Un enjeu majeur de confidentialité
Les lunettes intègrent une caméra capable de capter l’environnement des livreurs en continu ou à la demande. Cela soulève des questions sensibles:
- Enregistrement d’autres personnes sans consentement explicite.
- Captation d’intérieurs, de plaques ou d’éléments personnels.
- Flou sur la conservation, l’usage et le partage des données collectées.
De nombreux spécialistes de la vie privée alertent depuis longtemps sur les risques liés aux lunettes équipées de caméras. Les communications d’Amazon entendent rassurer sur la sécurité et l’utilité, mais restent discrètes sur l’éthique et la gouvernance des données, alors même que ces points conditionnent l’acceptabilité sociale à grande échelle.

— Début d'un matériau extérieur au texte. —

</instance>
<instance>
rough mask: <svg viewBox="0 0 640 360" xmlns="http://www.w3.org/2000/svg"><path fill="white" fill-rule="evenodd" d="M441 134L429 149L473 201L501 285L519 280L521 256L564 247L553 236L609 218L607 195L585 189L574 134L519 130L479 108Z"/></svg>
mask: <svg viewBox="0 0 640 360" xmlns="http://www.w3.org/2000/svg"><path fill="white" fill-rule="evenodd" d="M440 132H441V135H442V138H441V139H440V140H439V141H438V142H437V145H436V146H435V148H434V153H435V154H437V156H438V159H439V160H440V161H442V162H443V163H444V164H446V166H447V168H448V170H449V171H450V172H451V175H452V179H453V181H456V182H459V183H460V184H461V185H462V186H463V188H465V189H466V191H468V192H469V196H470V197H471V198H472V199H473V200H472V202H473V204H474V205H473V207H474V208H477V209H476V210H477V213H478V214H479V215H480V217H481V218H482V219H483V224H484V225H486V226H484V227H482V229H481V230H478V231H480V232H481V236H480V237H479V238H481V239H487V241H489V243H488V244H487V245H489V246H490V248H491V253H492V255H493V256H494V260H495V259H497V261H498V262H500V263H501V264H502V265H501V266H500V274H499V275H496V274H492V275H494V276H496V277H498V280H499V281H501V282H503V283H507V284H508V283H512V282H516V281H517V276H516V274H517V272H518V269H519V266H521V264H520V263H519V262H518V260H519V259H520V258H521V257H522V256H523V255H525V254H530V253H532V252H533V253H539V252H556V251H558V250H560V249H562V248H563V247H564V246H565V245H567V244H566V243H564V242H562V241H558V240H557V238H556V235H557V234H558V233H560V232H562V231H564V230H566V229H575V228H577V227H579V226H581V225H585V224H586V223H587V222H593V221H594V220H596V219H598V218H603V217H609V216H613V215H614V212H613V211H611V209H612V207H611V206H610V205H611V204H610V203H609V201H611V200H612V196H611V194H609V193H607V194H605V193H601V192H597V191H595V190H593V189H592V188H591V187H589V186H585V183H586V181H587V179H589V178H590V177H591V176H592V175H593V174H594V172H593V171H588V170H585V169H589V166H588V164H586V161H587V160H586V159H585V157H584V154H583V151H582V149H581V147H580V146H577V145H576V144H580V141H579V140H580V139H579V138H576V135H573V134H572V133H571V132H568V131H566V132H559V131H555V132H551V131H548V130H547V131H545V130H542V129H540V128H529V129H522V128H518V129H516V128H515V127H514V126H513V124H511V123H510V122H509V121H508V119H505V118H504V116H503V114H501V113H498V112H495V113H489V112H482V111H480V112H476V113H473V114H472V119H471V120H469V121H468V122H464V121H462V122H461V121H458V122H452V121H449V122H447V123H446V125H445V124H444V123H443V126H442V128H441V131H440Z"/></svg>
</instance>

Un tremplin vers des livraisons entièrement robotisées
Les lunettes apparaissent surtout comme une étape intermédiaire vers un futur où les livraisons seraient effectuées par des systèmes autonomes. Amazon continue de parier sur la robotique, explore des logiciels d’IA pour piloter des machines capables d’agir comme des livreurs, et teste différents prototypes afin de réduire l’intervention humaine au strict minimum. À terme, les accessoires portés par les salariés pourraient disparaître, remplacés par des robots capables d’exécuter l’ensemble des tâches, du tri à la remise du colis.
Ce que cela pourrait changer demain
- Emploi et compétences: baisse potentielle du nombre de postes peu qualifiés, montée des besoins en maintenance, supervision et sécurité des systèmes.
- Qualité de service: livraisons plus rapides et potentiellement plus fiables, mais dépendance accrue à des infrastructures technologiques complexes.
- Cadre légal: nécessité de règles claires sur la vie privée, la vidéosurveillance mobile, la protection des données et le droit du travail.
- Acceptabilité sociale: arbitrage entre commodité pour les clients, conditions de travail pour les livreurs et protection des personnes filmées.
Points à surveiller
- Les résultats des pilotes de lunettes (taux d’erreur, incidents, retours des livreurs).
- Les annonces sur la gestion des données (finalités, durée, accès, anonymisation).
- Les initiatives syndicales et les réponses des autorités de régulation.
- Le rythme d’adoption de robots capables de remplacer des tâches humaines entières.
FAQ
Les livreurs pourront-ils refuser le port des lunettes connectées ?
Cela dépendra des politiques internes, des contrats avec les partenaires de livraison et des réglementations locales. Dans certains cadres, l’outil peut devenir une condition de la mission. Des accords spécifiques pourraient toutefois prévoir des alternatives ou des aménagements.
Quelles garanties techniques pourraient limiter les risques pour la vie privée ?
Des options utiles incluent: enregistrement par défaut désactivé, signal visuel clair lorsque la caméra est active, brouillage des visages/plaques en temps réel, chiffrement fort, minimisation des données et suppression automatique après une courte durée.
L’automatisation supprimera-t-elle tous les emplois de livraison ?
Peu probable à court terme. L’hybridation dominera: certaines tâches seront automatisées, d’autres resteront humaines (relations client, interventions imprévues, sécurité). De nouveaux rôles apparaîtront autour de la supervision, du support terrain et de la maintenance.
Les lunettes peuvent-elles améliorer la sécurité des tournées ?
Oui, si elles détectent réellement les risques (obstacles, zones dangereuses) et réduisent la charge cognitive. Leur efficacité dépendra toutefois de la qualité des capteurs, de l’ergonomie, de la formation et des protocoles d’usage.
Quelles différences attendre entre pays ?
La réglementation (protection des données, droit à l’image, droit du travail) et la culture d’acceptation des technologies de surveillance varient. Selon les juridictions, l’outil pourra être restreint, adapté ou déployé avec des garanties supplémentaires.